One IT leader thinks the court judgment illustrates an interesting balancing act. The chief information officer at Northwest Community College in Terrace, B.C., Dave O’Leary, is tasked with ensuring operational standards are published and distributed to all employees regarding computer use.

“That’s something we take very seriously and we’re very thoughtful and considerate of,” said O’Leary of the privacy of individuals and their information.

O’Leary said there has been a significant increase of activity related to citizen privacy in British Columbia. Yet, he added, his school’s corporate IT equipment usage policies state very clearly that “anything that’s kept in any form on our equipment is available for scrutiny within the college.”

For instance, just last week, O’Leary said his IT department staff took it upon themselves to investigate a similar aberration where huge amounts of data were travelling back and forth between two corporate machines. “Our policy said we are allowed to do that,” said O’Leary.

The verbiage used in Northwest Community College’s guidelines for corporate machine use is something along the lines of it being prohibited to access anything illegal or that employees cannot contravene legislation.

“They are broad statements but designed to let people know, ‘Don’t put stuff on there that you don’t want other people to see,’” said O’Leary.
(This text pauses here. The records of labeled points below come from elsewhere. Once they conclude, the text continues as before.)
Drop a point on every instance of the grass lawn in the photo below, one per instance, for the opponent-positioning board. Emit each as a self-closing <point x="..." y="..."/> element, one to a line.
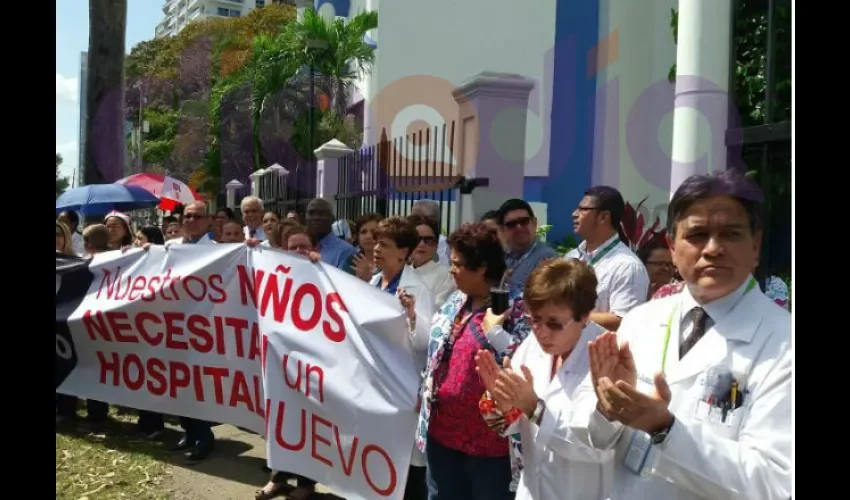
<point x="109" y="465"/>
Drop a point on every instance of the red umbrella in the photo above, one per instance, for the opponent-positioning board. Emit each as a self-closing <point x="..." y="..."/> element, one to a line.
<point x="170" y="190"/>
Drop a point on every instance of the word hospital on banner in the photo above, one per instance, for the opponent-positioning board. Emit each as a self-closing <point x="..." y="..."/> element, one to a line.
<point x="251" y="337"/>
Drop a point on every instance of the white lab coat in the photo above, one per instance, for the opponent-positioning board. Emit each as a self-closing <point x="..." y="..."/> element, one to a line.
<point x="413" y="284"/>
<point x="555" y="466"/>
<point x="746" y="458"/>
<point x="439" y="280"/>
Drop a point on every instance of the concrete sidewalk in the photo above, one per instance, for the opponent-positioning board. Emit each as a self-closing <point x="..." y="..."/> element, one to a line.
<point x="233" y="472"/>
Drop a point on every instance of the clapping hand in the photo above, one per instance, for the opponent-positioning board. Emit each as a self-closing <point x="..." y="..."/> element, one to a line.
<point x="489" y="370"/>
<point x="408" y="302"/>
<point x="362" y="267"/>
<point x="510" y="389"/>
<point x="614" y="377"/>
<point x="492" y="320"/>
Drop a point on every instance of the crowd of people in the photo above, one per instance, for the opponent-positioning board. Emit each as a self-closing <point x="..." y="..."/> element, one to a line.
<point x="664" y="373"/>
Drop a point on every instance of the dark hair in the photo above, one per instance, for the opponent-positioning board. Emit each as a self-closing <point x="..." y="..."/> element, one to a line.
<point x="400" y="231"/>
<point x="417" y="220"/>
<point x="280" y="233"/>
<point x="128" y="233"/>
<point x="728" y="183"/>
<point x="511" y="205"/>
<point x="566" y="282"/>
<point x="362" y="221"/>
<point x="608" y="199"/>
<point x="153" y="234"/>
<point x="96" y="236"/>
<point x="478" y="244"/>
<point x="72" y="217"/>
<point x="295" y="230"/>
<point x="490" y="215"/>
<point x="227" y="212"/>
<point x="657" y="242"/>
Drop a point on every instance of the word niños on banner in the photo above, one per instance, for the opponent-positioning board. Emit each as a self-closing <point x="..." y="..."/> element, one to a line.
<point x="272" y="294"/>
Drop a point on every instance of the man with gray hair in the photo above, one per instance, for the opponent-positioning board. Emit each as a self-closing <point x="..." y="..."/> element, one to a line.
<point x="430" y="209"/>
<point x="196" y="225"/>
<point x="334" y="251"/>
<point x="252" y="217"/>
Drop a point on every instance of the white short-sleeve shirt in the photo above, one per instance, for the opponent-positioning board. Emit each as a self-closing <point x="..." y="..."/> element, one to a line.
<point x="623" y="279"/>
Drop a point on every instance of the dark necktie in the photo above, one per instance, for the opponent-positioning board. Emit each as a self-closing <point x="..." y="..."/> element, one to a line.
<point x="700" y="320"/>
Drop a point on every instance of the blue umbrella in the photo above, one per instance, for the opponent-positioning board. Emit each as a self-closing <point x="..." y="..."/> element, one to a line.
<point x="100" y="199"/>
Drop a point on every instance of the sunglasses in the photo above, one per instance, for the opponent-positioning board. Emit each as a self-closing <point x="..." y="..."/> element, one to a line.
<point x="522" y="221"/>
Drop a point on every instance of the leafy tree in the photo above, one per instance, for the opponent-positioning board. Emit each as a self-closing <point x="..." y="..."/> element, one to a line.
<point x="177" y="76"/>
<point x="104" y="149"/>
<point x="280" y="89"/>
<point x="61" y="182"/>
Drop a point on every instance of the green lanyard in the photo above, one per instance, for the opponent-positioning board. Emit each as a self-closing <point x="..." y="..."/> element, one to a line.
<point x="752" y="284"/>
<point x="603" y="252"/>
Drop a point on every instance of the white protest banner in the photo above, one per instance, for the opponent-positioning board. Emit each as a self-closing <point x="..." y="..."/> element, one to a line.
<point x="313" y="358"/>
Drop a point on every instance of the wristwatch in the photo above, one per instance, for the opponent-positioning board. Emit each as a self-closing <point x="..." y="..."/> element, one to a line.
<point x="658" y="437"/>
<point x="539" y="410"/>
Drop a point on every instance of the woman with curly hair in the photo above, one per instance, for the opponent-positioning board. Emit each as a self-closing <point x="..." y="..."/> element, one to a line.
<point x="465" y="459"/>
<point x="64" y="243"/>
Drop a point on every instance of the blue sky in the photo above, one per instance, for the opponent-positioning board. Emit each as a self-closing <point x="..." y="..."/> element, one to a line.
<point x="72" y="38"/>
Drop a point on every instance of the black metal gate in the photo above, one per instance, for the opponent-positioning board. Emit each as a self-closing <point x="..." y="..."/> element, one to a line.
<point x="761" y="142"/>
<point x="388" y="177"/>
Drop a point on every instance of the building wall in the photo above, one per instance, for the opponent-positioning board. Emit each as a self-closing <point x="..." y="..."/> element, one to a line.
<point x="179" y="13"/>
<point x="600" y="71"/>
<point x="634" y="106"/>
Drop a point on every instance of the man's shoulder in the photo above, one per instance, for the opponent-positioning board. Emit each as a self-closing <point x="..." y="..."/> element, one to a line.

As for the lack of warrant, O’Leary said his IT department has the responsibility to alert police when illegal activity is suspected, but citizens must be seen to be free from unreasonable search and seizure. “I would expect police to operate legally as well,” he said.

“It’s a level of growing complexity for CIOs across the country I would suggest,” said O’Leary.

Michael Iseyemi, in charge of IT security at Minacs Aditya Birla, a Toronto-based global outsourcer, believes there must be equal attention paid to corporate machine ownership by an employer and proper legal steps taken by police authorities.

“It’s a combination approach,” said the chief security officer.

At Minacs Aditya Birla, the employer owns and has the right to monitor all IT systems used by staff. “Every single employee has signed off on that and there is the expectation of very little privacy on company’s network and equipment as well,” said Iseyemi.

As with O’Leary, Iseyemi, too, believes there still must be a warrant involved in any search of corporate machines. From an investigative standpoint, it’s necessary for chain of custody and preservation of evidence, said Iseyemi.